The “spiritual father of Cuba” was a missionary, religious founder, social reformer, queen’s chaplain, writer and publisher, archbishop, and refugee. He was a Spaniard whose work took him to the Canary Islands, Cuba, Madrid, Paris, and to the First Vatican Council.
In his spare time as a weaver and designer in the textile mills of Barcelona, Anthony learned Latin and printing: The future priest and publisher were preparing. Ordained at 28, he was prevented by ill-health from entering religious life as a Carthusian or as a Jesuit but went on to become one of Spain’s most popular preachers.
Anthony spent 10 years giving popular missions and retreats, always placing great emphasis on the Eucharist and devotion to the Immaculate Heart of Mary. It was said that his rosary was never out of his hand. At age 42, he founded a religious institute of missionaries beginning with five young priests, known today as the Claretians.
Anthony was appointed to head the much-neglected archdiocese of Santiago in Cuba. He began its reform by almost ceaseless preaching and hearing of confessions and suffered bitter opposition mainly for opposing concubinage and giving instruction to black slaves. A hired assassin—whose release from prison Anthony had obtained—slashed open his face and wrist. Anthony succeeded in getting the would-be assassin’s death sentence commuted to a prison term. His solution for the misery of Cubans was family-owned farms producing a variety of foods for the family’s own needs and for the market. This invited the enmity of the vested interests who wanted everyone to work on a single cash crop—sugar. Besides all his religious writings are two books he wrote in Cuba: Reflections on Agriculture and Country Delights.
He was recalled to Spain for a job he did not relish—being chaplain for the queen. Anthony went on three conditions: He would reside away from the palace; he would come only to hear the queen’s confession and instruct the children, and he would be exempt from court functions. In the revolution of 1868, he fled to Paris with the queen’s party, where he preached to the Spanish colony.
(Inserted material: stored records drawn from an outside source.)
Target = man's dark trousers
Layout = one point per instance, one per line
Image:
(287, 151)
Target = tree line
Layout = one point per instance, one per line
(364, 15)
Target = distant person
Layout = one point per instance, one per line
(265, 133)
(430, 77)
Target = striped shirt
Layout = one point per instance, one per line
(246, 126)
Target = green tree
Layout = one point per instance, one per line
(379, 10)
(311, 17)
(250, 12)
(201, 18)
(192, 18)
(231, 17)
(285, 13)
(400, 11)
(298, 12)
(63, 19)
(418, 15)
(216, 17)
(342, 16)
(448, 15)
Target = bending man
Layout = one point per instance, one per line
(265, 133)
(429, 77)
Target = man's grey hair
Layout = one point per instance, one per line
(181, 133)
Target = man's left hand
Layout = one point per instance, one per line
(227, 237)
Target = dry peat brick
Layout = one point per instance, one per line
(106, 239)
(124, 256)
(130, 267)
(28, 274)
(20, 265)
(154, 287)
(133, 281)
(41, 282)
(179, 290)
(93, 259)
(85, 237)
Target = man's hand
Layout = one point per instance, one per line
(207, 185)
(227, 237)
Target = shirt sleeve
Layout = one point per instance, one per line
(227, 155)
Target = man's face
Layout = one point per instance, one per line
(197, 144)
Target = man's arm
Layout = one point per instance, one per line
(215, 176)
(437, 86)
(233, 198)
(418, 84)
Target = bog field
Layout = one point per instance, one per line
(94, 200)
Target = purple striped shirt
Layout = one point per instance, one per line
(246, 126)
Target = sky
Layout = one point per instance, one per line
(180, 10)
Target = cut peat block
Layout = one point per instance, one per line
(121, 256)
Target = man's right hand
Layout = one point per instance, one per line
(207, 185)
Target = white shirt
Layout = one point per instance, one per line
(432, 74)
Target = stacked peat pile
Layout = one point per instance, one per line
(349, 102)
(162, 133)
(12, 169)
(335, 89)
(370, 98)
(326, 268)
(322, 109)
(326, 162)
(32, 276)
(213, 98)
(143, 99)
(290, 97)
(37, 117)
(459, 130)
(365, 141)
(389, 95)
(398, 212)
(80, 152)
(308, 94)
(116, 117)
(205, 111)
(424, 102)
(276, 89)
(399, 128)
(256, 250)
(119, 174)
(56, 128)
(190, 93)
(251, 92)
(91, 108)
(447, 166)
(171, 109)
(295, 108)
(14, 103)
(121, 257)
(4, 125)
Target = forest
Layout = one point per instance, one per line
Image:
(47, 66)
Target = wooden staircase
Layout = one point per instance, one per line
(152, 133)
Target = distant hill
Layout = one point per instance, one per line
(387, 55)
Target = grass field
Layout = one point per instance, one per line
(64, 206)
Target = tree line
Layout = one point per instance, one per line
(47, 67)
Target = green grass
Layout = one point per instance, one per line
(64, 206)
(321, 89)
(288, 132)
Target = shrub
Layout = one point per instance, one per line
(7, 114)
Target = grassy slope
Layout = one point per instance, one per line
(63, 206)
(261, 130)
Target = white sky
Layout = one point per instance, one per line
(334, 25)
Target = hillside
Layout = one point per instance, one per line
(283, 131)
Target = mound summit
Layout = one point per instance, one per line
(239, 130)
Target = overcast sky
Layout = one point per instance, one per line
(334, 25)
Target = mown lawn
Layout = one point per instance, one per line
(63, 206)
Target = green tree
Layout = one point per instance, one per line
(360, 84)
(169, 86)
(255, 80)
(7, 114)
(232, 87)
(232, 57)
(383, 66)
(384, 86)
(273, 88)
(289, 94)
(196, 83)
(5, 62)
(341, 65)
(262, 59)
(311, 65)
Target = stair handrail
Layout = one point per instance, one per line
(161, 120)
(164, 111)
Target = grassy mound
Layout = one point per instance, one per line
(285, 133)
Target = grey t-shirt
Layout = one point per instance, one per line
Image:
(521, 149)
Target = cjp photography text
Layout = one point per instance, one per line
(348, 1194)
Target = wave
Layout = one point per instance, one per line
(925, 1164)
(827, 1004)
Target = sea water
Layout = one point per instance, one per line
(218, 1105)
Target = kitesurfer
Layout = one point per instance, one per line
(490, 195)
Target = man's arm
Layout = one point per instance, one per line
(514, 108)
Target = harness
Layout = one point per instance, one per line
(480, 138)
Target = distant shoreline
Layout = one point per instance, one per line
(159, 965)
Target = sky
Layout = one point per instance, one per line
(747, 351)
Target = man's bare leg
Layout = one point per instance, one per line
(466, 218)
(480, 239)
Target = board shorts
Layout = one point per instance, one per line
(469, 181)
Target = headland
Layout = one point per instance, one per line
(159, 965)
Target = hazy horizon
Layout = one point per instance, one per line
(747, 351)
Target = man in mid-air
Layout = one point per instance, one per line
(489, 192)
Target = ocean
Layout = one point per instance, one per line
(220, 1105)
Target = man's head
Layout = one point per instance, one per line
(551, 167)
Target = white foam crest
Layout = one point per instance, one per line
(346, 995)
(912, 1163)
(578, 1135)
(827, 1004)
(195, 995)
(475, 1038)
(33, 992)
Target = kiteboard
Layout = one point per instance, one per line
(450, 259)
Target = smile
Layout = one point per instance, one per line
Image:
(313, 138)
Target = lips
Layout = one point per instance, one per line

All his life Anthony was interested in the Catholic press. He founded the Religious Publishing House, a major Catholic publishing venture in Spain, and wrote or published 200 books and pamphlets.
At the Vatican I, where he was a staunch defender of the doctrine of infallibility, Anthony won the admiration of his fellow bishops. Cardinal Gibbons of Baltimore remarked of him, “There goes a true saint.” At the age of 63, he died in exile near the border of Spain.